Cela commence, bien sûr, par la construction du roman de l’écrivain irlandais, de ce qu’on en sait en l’état actuel des recherches, en évoquant la figure historique de Vlad Tepes, de la dimension diabolique du personnage. L’auteur analyse le roman par différents biais, les pouvoirs du Comte, la lutte du savoir contre l’obscurantisme, la solitude du vampire contre la solidarité de ceux qui le chassent. Curieusement Robin Nègre choisit de faire un énorme bond dans le temps puisqu’il parle de Dracula l’Immortel et Dracula : les origines, les suites « officielles » écrites par Dacre Stoker et des collaborateurs, datant respectivement de 2009 et de 2018, basés sur les notes de Bram. En ne négligeant pas leurs piètres qualités.

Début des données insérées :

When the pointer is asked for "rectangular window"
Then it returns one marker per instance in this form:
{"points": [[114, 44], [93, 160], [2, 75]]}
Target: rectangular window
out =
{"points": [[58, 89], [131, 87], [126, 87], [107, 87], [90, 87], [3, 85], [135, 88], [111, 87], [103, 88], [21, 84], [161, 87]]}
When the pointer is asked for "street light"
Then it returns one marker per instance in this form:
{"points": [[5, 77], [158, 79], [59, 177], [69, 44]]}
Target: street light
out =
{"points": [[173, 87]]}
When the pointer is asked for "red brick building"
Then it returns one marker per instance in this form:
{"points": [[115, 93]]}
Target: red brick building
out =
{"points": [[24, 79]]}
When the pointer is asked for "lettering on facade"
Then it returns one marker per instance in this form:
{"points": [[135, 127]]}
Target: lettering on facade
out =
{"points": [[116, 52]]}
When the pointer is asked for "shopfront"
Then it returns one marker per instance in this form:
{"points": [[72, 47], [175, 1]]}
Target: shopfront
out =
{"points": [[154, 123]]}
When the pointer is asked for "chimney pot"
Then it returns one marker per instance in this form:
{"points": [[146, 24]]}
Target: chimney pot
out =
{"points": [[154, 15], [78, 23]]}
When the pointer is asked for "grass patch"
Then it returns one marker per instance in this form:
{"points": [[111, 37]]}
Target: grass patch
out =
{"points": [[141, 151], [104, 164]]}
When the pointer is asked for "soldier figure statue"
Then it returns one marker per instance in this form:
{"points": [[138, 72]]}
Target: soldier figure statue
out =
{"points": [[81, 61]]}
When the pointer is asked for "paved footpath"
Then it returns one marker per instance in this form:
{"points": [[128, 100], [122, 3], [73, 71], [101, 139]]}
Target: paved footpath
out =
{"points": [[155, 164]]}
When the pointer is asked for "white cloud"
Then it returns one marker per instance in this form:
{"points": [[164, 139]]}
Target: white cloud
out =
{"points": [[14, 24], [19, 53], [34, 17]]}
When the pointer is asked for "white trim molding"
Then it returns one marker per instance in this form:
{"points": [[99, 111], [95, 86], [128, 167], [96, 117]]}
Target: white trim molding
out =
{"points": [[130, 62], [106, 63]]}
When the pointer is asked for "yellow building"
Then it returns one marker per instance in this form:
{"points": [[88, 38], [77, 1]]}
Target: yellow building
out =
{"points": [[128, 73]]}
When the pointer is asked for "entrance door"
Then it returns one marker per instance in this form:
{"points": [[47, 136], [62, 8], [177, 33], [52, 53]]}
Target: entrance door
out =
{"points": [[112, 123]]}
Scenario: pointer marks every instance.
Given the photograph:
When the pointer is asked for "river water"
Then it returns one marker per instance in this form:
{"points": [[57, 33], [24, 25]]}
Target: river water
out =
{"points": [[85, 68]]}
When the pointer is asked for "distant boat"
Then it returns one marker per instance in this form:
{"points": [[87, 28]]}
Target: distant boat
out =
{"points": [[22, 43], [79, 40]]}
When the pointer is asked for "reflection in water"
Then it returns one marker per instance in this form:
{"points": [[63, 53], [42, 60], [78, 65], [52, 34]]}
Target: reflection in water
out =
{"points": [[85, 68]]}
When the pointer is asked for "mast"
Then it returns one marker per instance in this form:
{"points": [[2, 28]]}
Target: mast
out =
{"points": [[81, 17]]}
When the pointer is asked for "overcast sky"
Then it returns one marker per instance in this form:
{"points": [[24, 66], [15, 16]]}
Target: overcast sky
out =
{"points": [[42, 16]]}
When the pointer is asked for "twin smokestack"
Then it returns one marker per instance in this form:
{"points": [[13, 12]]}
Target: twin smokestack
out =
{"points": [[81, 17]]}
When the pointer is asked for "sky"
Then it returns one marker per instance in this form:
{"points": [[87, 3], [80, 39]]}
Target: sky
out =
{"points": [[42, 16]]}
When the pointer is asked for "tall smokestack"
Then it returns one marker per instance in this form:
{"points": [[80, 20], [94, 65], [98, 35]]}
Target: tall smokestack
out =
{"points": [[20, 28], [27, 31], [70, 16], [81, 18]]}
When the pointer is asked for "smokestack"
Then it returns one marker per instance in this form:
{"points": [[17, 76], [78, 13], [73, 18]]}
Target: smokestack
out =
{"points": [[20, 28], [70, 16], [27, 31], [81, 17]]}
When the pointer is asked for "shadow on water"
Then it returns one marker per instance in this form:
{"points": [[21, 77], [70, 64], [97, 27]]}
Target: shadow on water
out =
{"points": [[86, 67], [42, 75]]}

Mais bientôt s’avancent, alors que Stoker est décédé, les premières adaptations de son œuvre-phare. Au théâtre d’abord, puis dès que le cinéma offre des capacités techniques, sur grand écran. La première grosse partie de l’ouvrage passe donc en revue les adaptations laissant le Comte dans son époque. Drakula halála (La Mort de Dracula) qui est a priori la première adaptation du roman en dépit d’énormes libertés, est un film hongrois muet réalisé par Károly Lajthay en 1921. Hélas, hormis des coupures de presse, quelques images et les déclarations du réalisateur, il n’en reste rien, les bobines ayant été perdues ou endommagées, d’après l’auteur. Une assertion un peu légère, puisqu’une novélisation du film a été retrouvée il y a quelques années déjà, et traduite en anglais sous le titre Dracula’s Death, par les soins de Laszlo Tamasfi. Une traduction sans mention de l’auteur du texte hongrois original, mais suivie d’un article indiquant tout de même la genèse du film et celle du livre. Une large place est accordée au Nosferatu de F. W. Murnau, œuvre expressionniste allemande qui marque de son sceau le genre ainsi que le cinéma lui-même. En parallèle Robin Nègre évoque la vie de Max Schreck, l’interprète du Comte dans cette adaptation, comme il va le faire pour chaque acteur emblématique du personnage par la suite.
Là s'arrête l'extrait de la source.